Peter is actually singing about ‘Oh the pleasure she’ll bring to us’ about Wendy. This is so lesbians love story!
Omg MASS GROUP SHOWER SCENE this is vulgar. Why are all the Newsies in one small bathtub together? Do I have to rewatch Newsies to understand all the homoerotic subtext is that as well? Are all musicals this batshit? No.
“I Won’t Grow Up” really drives home my newly realized theory about this show being a scathing indictment of masculinity in modern society. These boys refuse to learn how to be better citizens! Refuse to mature and take responsibility! This show is deep. Neverland represents their mental state of everlasting “youth and joy and liberty”, their escape from being better members of actual society and living in a fantasy world of privilege and ignorance instead. Whoa.

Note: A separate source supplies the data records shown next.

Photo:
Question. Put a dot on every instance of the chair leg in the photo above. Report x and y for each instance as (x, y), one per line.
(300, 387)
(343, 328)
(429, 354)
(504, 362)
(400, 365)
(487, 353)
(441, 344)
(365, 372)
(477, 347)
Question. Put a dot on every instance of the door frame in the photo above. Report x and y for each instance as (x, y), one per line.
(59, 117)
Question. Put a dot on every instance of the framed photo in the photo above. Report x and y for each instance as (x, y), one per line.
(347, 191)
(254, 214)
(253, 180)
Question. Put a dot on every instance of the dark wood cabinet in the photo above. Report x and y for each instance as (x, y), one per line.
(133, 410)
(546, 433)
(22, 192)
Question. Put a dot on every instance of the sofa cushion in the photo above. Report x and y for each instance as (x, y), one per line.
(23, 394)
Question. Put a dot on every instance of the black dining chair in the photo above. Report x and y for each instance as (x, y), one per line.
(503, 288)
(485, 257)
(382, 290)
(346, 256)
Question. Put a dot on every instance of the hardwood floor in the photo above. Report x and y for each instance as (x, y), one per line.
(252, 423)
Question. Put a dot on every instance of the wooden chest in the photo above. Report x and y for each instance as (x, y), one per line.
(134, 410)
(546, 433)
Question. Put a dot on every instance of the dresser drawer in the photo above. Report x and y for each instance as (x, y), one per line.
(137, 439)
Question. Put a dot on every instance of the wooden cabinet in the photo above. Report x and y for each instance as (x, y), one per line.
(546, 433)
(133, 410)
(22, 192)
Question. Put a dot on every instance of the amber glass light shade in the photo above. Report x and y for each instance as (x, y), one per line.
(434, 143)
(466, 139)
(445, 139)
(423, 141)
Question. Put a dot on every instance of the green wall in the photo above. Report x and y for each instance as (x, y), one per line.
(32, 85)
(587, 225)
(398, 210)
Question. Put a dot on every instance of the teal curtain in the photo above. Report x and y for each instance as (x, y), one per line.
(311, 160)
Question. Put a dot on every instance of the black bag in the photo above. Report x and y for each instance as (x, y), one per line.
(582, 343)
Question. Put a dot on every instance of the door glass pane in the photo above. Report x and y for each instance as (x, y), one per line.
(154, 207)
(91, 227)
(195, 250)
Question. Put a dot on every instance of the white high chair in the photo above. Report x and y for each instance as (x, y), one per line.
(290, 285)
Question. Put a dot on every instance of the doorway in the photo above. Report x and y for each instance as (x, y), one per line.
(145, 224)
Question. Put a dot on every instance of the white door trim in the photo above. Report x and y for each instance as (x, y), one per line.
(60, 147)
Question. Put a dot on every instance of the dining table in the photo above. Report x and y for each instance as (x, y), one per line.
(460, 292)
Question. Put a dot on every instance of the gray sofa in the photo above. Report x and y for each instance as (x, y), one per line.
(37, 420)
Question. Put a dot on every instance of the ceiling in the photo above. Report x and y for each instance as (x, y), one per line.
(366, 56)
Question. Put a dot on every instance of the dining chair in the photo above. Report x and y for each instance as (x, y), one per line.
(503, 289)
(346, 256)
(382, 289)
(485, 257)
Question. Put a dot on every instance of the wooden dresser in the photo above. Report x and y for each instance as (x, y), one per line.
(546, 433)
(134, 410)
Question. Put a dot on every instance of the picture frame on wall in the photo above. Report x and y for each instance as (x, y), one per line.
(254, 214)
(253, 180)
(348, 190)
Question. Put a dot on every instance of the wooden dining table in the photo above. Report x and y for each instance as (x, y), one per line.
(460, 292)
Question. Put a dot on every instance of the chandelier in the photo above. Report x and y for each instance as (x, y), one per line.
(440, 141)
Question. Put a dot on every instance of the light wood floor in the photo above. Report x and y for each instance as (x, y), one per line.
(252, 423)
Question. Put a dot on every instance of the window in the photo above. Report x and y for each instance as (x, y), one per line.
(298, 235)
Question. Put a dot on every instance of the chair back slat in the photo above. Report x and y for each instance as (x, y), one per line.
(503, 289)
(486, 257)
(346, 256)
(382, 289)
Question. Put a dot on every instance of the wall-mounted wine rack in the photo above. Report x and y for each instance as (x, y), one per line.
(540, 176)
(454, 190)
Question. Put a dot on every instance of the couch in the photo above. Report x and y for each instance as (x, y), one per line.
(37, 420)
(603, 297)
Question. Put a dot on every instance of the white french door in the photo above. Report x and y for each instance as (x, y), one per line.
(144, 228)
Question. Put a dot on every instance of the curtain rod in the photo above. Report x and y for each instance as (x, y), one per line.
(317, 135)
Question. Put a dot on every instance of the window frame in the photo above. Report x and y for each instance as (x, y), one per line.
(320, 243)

Back to Peter and Wendy. They are going on a moonlight canoe ride on the lagoon. It’s pretty much the same setting as “Kiss The Girl” but without that amazing song. Or any song at all! Why can’t these two lovebirds have a beautiful duet on the water at this point? Nonetheless, this is pretty special. We don’t really get a lot of legit lesbian romance on television. There’s a lot of gay male relationships on TV, and thanks primarily to “How To Get Away With Murder” a lot of gay sex, but TV doesn’t give equal airtime to gay women. So this is nice.
Yet the story is making the common ignorant assumption that all women are jealous of each other over the menfolk or some shit like that. Why does every single female character need to be jealous of the others because they all love Peter? That look Wendy gave to Tiger Lily was a ‘bitch stay away’ if I ever saw one. And Even Older Aunt Wendy (who is ACTUALLY that English tart Lorraine Finster) lets her daughter run away with Peter? And they all wish that ALL the female descendants of Wendy will forever be taken away by Peter when they come of age? What is THAT creepy shit about! That’s a level of disgusting not even seen in Greek tragedies.
I’m focusing on the gay lovers and the Lost Boys’ metaphor because the rest of this is too dull to bother with. In the big climax sword fight between Hook and Pan, the pirates either fell asleep or sacrificed themselves to the sea witch to avoid having to watch any more. It was the slowest, most painfully uneventful sword fight OF ALL TIME. Who choreographed this? Kids do a better job playfighting with swords cut out of construction paper.
And as much as I love the Newsies, they are too old to be Lost Boys if the little Darling boys are meant to be their peers. They are actually old enough to be their fathers, and so the whole ‘Wendy be our mother!’ thing is just gross. That’s just gross.
I don’t have the energy to think any more about how dull this production was. I’m too disappointed in such a wasted opportunity. All I can say is thank god for Kelli O’Hara. And next year they better do “Hair”. Something worth watching.